Рольф Карле за те три дня ни разу не сомкнул глаз: он снимал все происходящее, находясь в самой гуще событий; его окружали возбужденные борьбой победители, он выходил на запруженные танцующими и веселящимися людьми улицы, по которым с трудом пробирались автомобили, сигналя во всю мочь. Именно его камера зафиксировала, как раздается вынесенное из магазинов вино и как люди, объединенные общим делом, по‑ братски, независимо от уровня достатка и социального статуса, его распивают. Он работал как заведенный и в профессиональном азарте совершенно забывал позаботиться о собственной безопасности: главным для него было дело. Он единственный из операторов осмелился ворваться вместе с восставшими в здание Службы безопасности, он снимал груды тел, стонущих в коридорах и кабинетах раненых, растерзанных толпой жандармов и тайных агентов и освобожденных узников, поднимающихся из пыточных подвалов Человека с Гарденией. Побывал он со своей камерой и в главной столичной резиденции Генерала; он не только сам видел, но и сумел заснять на пленку, как толпа крушит мебель, кромсает ножами прекрасные картины, составлявшие гордость коллекции, и топчет ногами шиншилловые шубы и расшитые драгоценными камнями платья первой леди. Побывал он и во дворце правительства – как раз в тот самый момент, когда там была провозглашена взявшая на себя всю полноту власти хунта, в состав которой вошли восставшие офицеры и выдающиеся деятели оппозиции. Сам Аравена поздравил молодого человека с первыми настоящими профессиональными успехами и дал ему подлинную путевку в жизнь, порекомендовав своим коллегам на телевидении проявить внимание к талантливому начинающему журналисту; увидев отснятые репортажи, телевизионщики тут же пустили их в эфир, и они стали гвоздем выпусков новостей, сделав Рольфа звездой.
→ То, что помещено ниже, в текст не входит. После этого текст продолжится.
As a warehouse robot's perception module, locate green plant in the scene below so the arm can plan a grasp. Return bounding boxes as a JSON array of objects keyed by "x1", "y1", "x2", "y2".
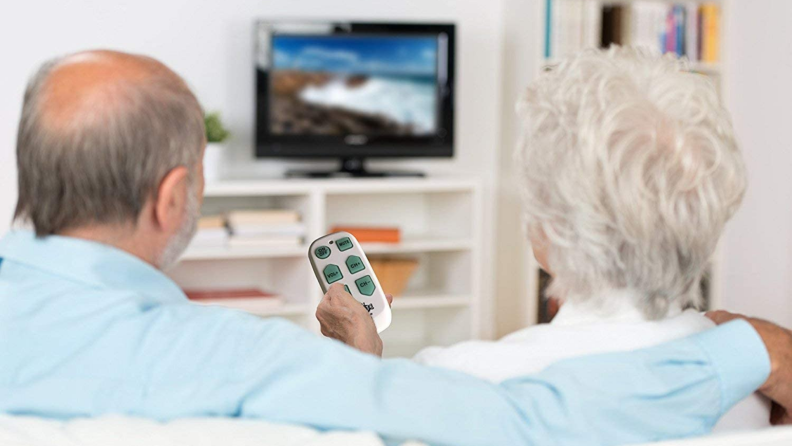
[{"x1": 204, "y1": 113, "x2": 231, "y2": 142}]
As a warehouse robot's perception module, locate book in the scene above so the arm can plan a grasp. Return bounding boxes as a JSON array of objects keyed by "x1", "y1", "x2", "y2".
[
  {"x1": 183, "y1": 288, "x2": 277, "y2": 300},
  {"x1": 184, "y1": 288, "x2": 284, "y2": 314},
  {"x1": 330, "y1": 226, "x2": 401, "y2": 243},
  {"x1": 701, "y1": 3, "x2": 720, "y2": 63},
  {"x1": 190, "y1": 228, "x2": 229, "y2": 248},
  {"x1": 228, "y1": 235, "x2": 302, "y2": 248},
  {"x1": 233, "y1": 223, "x2": 306, "y2": 237},
  {"x1": 226, "y1": 209, "x2": 300, "y2": 229},
  {"x1": 545, "y1": 0, "x2": 721, "y2": 63}
]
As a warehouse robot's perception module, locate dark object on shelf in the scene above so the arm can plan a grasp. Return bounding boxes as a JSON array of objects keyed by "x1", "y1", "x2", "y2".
[
  {"x1": 255, "y1": 21, "x2": 455, "y2": 177},
  {"x1": 537, "y1": 269, "x2": 561, "y2": 324},
  {"x1": 600, "y1": 5, "x2": 624, "y2": 48}
]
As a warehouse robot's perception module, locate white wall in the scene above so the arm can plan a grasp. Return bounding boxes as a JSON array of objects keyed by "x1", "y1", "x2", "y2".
[
  {"x1": 0, "y1": 0, "x2": 502, "y2": 334},
  {"x1": 722, "y1": 0, "x2": 792, "y2": 326}
]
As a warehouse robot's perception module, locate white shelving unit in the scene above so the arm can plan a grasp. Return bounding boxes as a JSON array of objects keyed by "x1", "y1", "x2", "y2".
[
  {"x1": 170, "y1": 178, "x2": 483, "y2": 357},
  {"x1": 525, "y1": 0, "x2": 730, "y2": 325}
]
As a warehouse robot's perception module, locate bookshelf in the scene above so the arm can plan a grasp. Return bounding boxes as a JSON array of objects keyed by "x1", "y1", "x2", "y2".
[
  {"x1": 525, "y1": 0, "x2": 729, "y2": 325},
  {"x1": 169, "y1": 178, "x2": 484, "y2": 357}
]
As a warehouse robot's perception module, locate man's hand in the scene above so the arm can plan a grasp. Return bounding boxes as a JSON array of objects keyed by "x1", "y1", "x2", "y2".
[
  {"x1": 707, "y1": 310, "x2": 792, "y2": 425},
  {"x1": 316, "y1": 284, "x2": 393, "y2": 356}
]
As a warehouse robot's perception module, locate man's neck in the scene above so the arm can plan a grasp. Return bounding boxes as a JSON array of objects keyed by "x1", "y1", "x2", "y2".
[{"x1": 57, "y1": 225, "x2": 159, "y2": 267}]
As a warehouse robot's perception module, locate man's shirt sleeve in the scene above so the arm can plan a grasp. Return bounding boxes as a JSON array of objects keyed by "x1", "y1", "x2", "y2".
[{"x1": 139, "y1": 304, "x2": 769, "y2": 446}]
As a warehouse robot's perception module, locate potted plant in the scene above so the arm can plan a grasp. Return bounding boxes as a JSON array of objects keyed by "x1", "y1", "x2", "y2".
[{"x1": 204, "y1": 113, "x2": 230, "y2": 182}]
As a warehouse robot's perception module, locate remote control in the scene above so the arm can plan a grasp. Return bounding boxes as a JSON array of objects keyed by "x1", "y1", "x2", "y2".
[{"x1": 308, "y1": 232, "x2": 392, "y2": 333}]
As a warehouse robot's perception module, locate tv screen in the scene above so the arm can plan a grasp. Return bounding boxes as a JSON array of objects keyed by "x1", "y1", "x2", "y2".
[
  {"x1": 269, "y1": 35, "x2": 438, "y2": 136},
  {"x1": 256, "y1": 23, "x2": 453, "y2": 158}
]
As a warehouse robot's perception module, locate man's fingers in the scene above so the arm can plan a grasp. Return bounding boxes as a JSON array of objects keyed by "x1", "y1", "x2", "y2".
[{"x1": 704, "y1": 310, "x2": 747, "y2": 325}]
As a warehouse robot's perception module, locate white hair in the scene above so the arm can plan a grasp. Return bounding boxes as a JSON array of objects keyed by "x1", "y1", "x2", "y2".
[{"x1": 516, "y1": 47, "x2": 746, "y2": 319}]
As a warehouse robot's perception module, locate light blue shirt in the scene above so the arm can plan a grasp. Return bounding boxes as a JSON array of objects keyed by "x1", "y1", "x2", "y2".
[{"x1": 0, "y1": 231, "x2": 770, "y2": 446}]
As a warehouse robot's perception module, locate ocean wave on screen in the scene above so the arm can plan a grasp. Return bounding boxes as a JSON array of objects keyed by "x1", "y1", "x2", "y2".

Представители политических партий заключили между собой пакт о взаимодействии и признании права каждой из политических сил на существование, ибо горький опыт подсказывал победителям, что если они будут вести себя как стая каннибалов, то очень скоро в выигрыше от общей победы окажутся одни лишь военные. Несколько дней понадобилось ранее высланным из страны оппозиционерам, чтобы вернуться на родину, обустроиться на новом старом месте и начать разматывать запутанный клубок государственной власти. Тем временем разные экономические и политические силы, а также представители олигархии, примкнувшие к революции в самый последний момент, быстренько подтянулись к дворцу правительства и буквально в течение нескольких часов добились для себя самых важных официальных постов. Распределены должности, благодаря подковерной борьбе и интригам, были так хитро и искусно, что, когда новый президент приступил к исполнению своих обязанностей, ему тотчас же стало понятно: управлять страной возможно только путем компромисса с этими людьми и представляемыми ими силами.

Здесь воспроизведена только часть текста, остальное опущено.